Manam (Papua New Guinea) Emissions increase; fewer but stronger earthquakes
Please cite this report as:
Global Volcanism Program, 1983. Report on Manam (Papua New Guinea) (McClelland, L., ed.). Scientific Event Alert Network Bulletin, 8:11. Smithsonian Institution.
Papua New Guinea
4.08°S, 145.037°E; summit elev. 1807 m
All times are local (unless otherwise noted)
"Activity at Manam's Main crater showed a further intensification in November but Southern crater activity remained mild. The stronger Main crater activity commenced about mid-month, and was marked by moderate to strong, pale grey-brown tephra-laden emissions, accompanied by louder rumbling and roaring sounds, and a doubling of the amplitudes of explosion and B-type volcanic earthquakes. Daily totals of earthquakes showed a corresponding decrease from about 2500 to 1500. No significant tilting accompanied the intensified eruptive activity. Fluctuating or dull glow from Main crater was seen occasionally throughout the month. Southern crater continued to release emissions that usually contained little or no tephra. Weak rumbling or roaring sounds were heard occasionally. Blue vapours were emitted from both craters on most days of November."

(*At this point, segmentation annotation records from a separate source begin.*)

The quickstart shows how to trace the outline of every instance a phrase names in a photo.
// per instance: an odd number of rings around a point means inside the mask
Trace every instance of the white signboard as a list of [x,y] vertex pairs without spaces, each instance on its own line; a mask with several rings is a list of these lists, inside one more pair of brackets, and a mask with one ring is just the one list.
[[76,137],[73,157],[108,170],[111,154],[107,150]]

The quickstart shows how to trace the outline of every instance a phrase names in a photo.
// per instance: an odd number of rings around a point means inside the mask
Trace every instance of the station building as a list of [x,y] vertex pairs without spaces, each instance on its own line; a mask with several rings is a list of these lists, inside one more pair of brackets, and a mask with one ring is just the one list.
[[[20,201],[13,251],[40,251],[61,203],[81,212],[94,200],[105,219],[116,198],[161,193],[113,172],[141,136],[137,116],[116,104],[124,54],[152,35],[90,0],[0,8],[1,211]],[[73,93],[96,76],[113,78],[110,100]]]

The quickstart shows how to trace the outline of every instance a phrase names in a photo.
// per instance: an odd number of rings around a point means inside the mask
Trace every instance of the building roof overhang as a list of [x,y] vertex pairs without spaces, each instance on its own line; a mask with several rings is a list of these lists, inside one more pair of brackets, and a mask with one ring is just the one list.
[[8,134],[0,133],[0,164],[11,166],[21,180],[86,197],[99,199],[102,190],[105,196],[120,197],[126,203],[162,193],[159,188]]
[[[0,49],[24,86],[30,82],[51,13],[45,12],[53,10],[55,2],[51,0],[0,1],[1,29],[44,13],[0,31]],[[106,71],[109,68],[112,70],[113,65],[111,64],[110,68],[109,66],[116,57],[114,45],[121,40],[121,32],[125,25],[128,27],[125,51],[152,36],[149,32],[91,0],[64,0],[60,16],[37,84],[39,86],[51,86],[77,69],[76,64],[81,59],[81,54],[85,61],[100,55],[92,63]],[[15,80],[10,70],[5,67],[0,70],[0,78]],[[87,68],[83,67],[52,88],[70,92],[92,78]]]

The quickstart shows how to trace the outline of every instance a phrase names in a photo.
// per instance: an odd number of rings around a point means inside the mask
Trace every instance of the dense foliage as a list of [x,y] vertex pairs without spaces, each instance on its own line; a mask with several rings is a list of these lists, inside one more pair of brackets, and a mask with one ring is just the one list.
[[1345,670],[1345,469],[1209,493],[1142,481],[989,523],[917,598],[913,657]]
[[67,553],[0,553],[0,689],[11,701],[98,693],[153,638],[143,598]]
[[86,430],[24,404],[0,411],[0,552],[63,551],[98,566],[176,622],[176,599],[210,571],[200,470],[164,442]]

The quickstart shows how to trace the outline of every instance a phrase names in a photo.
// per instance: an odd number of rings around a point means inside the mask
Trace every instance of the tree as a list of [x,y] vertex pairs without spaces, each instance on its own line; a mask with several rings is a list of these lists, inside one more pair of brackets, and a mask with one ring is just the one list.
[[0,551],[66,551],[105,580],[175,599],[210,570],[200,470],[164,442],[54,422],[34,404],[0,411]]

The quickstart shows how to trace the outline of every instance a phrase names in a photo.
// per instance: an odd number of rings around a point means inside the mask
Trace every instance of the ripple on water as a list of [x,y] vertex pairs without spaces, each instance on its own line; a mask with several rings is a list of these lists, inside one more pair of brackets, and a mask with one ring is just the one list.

Geologic Background. The 10-km-wide island of Manam, lying 13 km off the northern coast of mainland Papua New Guinea, is one of the country's most active volcanoes. Four large radial valleys extend from the unvegetated summit of the conical 1807-m-high basaltic-andesitic stratovolcano to its lower flanks. These "avalanche valleys" channel lava flows and pyroclastic avalanches that have sometimes reached the coast. Five small satellitic centers are located near the island's shoreline on the northern, southern, and western sides. Two summit craters are present; both are active, although most historical eruptions have originated from the southern crater, concentrating eruptive products during much of the past century into the SE valley. Frequent historical eruptions, typically of mild-to-moderate scale, have been recorded since 1616. Occasional larger eruptions have produced pyroclastic flows and lava flows that reached flat-lying coastal areas and entered the sea, sometimes impacting populated areas.
Information Contacts: C. McKee, RVO.